The Jets' passing game hasn’t really flowed this year and you don’t need me to tell you that Zach Wilson is struggling a little bit to find the right reads. The issue for Moore is that he’s had just 6 targets in his last four games and his snap share has plummeted with him playing just 10 snaps and running 7 routes against New England. Considering we played from behind for most of the 2nd half, that doesn’t make a great deal of sense.
Football fans can be defensive by nature, when a player starts acting out during a winning streak it’s frustrating, for fans the team should always come above the individual, and Elijah Moore has admitted that he regrets the trade request being leaked to the public creating a distraction for the team. Moore wants to play and he wants to contribute and while I don’t agree with the way he’s done things, I do understand the frustration and the desire to protect future earnings.
Now Moore has no choice but to work with the Jets to try and get this relationship back on track, and if the Jets are smart, they’ll want to do everything in their power to develop a healthy and happy connection with Moore.

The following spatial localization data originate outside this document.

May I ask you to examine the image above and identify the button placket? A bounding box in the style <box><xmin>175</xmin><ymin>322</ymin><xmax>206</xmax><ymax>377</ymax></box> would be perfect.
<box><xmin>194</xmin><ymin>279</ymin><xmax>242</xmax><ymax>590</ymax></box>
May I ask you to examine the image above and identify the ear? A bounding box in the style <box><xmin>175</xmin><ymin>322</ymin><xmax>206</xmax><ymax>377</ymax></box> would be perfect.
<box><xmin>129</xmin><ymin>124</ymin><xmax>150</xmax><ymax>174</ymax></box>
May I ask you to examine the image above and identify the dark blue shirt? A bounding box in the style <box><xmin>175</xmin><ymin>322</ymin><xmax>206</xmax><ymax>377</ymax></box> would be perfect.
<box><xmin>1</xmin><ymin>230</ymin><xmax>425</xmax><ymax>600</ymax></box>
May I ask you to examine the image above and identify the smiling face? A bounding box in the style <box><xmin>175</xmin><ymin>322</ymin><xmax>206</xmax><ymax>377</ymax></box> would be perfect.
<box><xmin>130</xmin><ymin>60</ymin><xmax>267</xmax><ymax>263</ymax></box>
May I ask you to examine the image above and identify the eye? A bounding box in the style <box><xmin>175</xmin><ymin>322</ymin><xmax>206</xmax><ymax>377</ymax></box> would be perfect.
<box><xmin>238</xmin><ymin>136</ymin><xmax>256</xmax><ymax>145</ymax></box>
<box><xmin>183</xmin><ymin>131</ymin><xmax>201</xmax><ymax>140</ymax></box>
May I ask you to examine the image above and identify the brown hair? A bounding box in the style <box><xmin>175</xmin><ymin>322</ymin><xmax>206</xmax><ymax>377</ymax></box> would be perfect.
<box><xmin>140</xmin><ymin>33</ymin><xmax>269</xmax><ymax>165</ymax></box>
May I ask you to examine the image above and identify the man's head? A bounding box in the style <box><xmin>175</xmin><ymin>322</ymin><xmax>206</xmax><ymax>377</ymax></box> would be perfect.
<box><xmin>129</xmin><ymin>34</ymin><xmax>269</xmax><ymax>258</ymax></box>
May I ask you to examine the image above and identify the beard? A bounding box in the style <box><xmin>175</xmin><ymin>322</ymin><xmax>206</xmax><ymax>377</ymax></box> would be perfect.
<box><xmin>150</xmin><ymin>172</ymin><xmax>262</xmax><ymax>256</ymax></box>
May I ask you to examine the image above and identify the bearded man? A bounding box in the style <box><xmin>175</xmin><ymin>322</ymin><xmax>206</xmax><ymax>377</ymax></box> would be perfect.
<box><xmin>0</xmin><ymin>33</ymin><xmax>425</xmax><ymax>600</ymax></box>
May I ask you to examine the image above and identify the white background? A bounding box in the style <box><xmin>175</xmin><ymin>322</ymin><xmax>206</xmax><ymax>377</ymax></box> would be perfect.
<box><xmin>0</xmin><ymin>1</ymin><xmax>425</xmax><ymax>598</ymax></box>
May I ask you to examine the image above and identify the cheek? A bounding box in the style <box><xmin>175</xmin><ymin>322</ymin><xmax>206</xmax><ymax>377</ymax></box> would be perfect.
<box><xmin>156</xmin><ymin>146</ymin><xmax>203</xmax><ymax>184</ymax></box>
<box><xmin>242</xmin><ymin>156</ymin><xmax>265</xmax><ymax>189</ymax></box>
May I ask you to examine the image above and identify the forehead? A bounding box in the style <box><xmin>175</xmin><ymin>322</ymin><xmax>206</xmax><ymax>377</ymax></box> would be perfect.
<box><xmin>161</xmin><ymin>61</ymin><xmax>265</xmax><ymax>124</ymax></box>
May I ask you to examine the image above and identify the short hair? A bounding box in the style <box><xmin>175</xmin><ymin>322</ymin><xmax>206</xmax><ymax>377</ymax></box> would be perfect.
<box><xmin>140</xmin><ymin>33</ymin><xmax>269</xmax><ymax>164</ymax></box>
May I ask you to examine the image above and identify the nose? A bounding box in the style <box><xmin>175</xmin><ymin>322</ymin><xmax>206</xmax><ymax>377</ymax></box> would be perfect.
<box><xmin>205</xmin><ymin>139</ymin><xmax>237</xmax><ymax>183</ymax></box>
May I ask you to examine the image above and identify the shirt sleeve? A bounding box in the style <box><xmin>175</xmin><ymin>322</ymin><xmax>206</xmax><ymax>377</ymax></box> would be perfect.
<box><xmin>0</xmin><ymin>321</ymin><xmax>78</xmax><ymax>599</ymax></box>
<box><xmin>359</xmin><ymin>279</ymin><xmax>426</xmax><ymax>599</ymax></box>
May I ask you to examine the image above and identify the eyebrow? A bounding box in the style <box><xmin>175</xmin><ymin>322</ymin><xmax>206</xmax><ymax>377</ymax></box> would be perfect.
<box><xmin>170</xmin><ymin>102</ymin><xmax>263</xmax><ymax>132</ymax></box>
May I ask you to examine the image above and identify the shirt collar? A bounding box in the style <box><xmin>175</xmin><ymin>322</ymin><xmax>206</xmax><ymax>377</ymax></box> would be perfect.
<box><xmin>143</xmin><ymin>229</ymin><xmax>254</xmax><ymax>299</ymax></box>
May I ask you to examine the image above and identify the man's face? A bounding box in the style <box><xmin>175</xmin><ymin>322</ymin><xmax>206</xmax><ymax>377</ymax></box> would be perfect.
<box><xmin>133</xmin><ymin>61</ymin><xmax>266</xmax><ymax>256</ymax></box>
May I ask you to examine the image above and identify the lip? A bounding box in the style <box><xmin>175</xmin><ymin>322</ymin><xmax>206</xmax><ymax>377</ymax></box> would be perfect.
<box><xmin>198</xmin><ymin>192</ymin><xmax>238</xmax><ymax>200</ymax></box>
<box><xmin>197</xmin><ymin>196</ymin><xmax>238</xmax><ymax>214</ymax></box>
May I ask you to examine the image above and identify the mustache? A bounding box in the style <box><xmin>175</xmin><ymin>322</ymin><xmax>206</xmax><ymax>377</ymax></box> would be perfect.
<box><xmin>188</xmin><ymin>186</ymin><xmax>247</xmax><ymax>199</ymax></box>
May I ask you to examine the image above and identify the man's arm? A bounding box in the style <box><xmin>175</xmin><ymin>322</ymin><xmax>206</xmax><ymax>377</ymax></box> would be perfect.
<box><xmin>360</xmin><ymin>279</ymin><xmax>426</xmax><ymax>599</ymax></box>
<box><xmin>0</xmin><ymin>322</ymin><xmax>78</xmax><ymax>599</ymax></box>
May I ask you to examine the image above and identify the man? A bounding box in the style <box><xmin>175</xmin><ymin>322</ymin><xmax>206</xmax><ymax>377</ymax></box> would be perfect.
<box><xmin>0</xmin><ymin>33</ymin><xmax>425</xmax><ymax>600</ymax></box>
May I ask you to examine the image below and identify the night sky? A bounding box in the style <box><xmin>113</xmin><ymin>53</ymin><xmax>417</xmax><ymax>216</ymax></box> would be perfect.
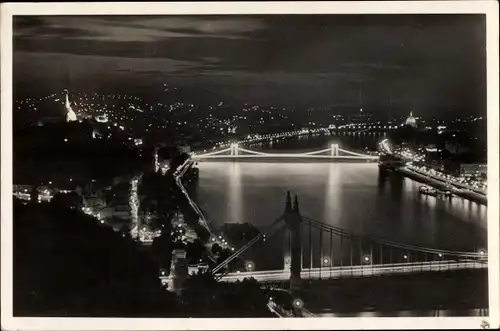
<box><xmin>14</xmin><ymin>14</ymin><xmax>486</xmax><ymax>116</ymax></box>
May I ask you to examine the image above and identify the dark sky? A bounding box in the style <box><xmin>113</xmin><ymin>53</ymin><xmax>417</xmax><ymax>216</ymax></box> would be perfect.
<box><xmin>13</xmin><ymin>15</ymin><xmax>486</xmax><ymax>116</ymax></box>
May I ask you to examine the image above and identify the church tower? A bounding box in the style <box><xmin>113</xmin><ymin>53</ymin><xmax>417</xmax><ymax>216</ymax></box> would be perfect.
<box><xmin>64</xmin><ymin>89</ymin><xmax>77</xmax><ymax>122</ymax></box>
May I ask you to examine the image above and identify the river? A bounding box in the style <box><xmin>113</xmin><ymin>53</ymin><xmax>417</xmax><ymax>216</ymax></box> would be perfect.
<box><xmin>189</xmin><ymin>133</ymin><xmax>488</xmax><ymax>316</ymax></box>
<box><xmin>192</xmin><ymin>134</ymin><xmax>486</xmax><ymax>251</ymax></box>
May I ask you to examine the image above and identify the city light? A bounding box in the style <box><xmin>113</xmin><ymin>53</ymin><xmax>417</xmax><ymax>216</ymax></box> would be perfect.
<box><xmin>245</xmin><ymin>261</ymin><xmax>255</xmax><ymax>271</ymax></box>
<box><xmin>129</xmin><ymin>175</ymin><xmax>141</xmax><ymax>240</ymax></box>
<box><xmin>322</xmin><ymin>257</ymin><xmax>331</xmax><ymax>266</ymax></box>
<box><xmin>293</xmin><ymin>298</ymin><xmax>304</xmax><ymax>309</ymax></box>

Toward the end of the 2021 season, we saw what Moore could do. Over the course of the last 6 games, before he landed on IR, Moore had 494 scrimmage yards and 5 touchdowns, that works out at 82.3 yards per game and nearly a touchdown a game, if you extrapolate that over an entire season you get around 1,400 yards and 14 touchdowns, that’s the kind of talent we’re working with here. Rarely does a player have a dominating 6 game streak by accident or by luck, so the Jets need to work out how to get Moore back to that point.
His usage hasn’t changed that much, he spent 28.3% of his snaps in the slot last year and 25.9% of his snaps in the slot this year. Some of his best games last year came when he was in the slot around 25% of the time, his two touchdown games against Indianapolis (24.3% in the slot, 75.7% wide) and his 141-yard, 1 touchdown performance against Miami (25.7% in the slot, 71.4%) being good examples. But to be productive you need to be on the field and you need to be targeted, this year Moore hasn’t seen the field as much with Wilson coming in and he certainly hasn’t been targeted enough. But that doesn’t have to be the case, there is room for both Wilson and Moore on this team, and the sooner Mike LaFleur works out how to get them both on the field the better. Better for the Jets and certainly better for Zach Wilson.
One thing the Jets aren’t doing is using Moore for his yards after the catch ability. Last year 17.6% of his targets were at or behind the line of scrimmage, but this year he hasn’t had a single target behind the line of scrimmage. Most of his targets are coming between 10-20 yards (48.1%) which is a huge jump from last year (31.1%) - Basically, all his behind-the-line targets are being filtered into the medium depth, and while there is nothing wrong with that the Jets are using him more on the boundary which doesn’t give him the desired space to work with and doesn’t allow him to maximize his best assets, route-running, and yards after the catch.
His most targeted area of the field last year was the middle of the field between 10-20 yards, which accounted for 14.9% of all targets, 3 of his 5 touchdowns came in this area. This year that area accounts for just 11.1% of all targets, doesn’t sound like a huge decline but that’s gone from his most targeted area to the 5th most targeted area. The Jets are largely using him on the boundary between 10-20 yards (18.5% on the left, 18.5% on the right).
Garrett is better suited to win on the boundary for the Jets. Working this out will be the key to unlocking the potential of Moore and the Jets passing game.